The scientists found that about 28,000 km2 of the investigated seabed area were affected by human activity, including past activity, in 2005. Disturbances caused by non-fisheries scientific research, communication cables and waste disposal are rather small, the study finds. Disturbances caused by the oil and gas industry and by fisheries-related scientific research are classified as moderate. The spatial extent of the overall study area affected by bottom trawling was at least ten times larger than the area prone to disturbances caused by all other activities scrutinized. The impact of bottom trawling may be even more severe as much of the area is being trawled several times per year.
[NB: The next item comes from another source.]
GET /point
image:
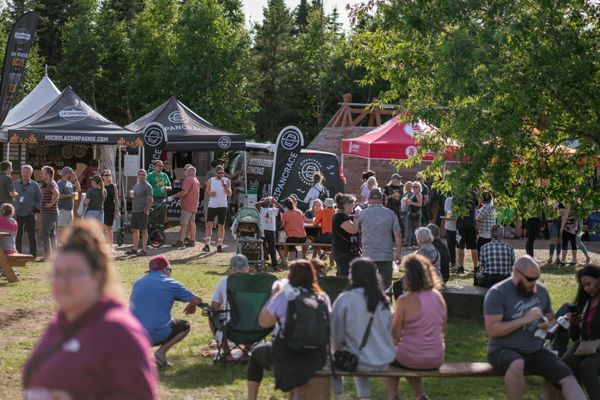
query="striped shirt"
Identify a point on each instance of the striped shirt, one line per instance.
(47, 199)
The scientists assessed the extent of damage by means of data provided by various companies and institutions for the year 2005. They focused on direct physical disturbances, ignoring any additional ecological and environmental impacts such as caused by the leakage of chemical substances or radioactive material.
Data availability proved an issue, though.
“Some governments, public organisations and private companies were far more forthcoming with information than others,” says Benn. “Significant improvements are needed in data collection and availability.”
Image: Damaged cold-water coral reef off Troms county, Norway. Image courtesy: MAREANO, Institute of Marine Research, Norway.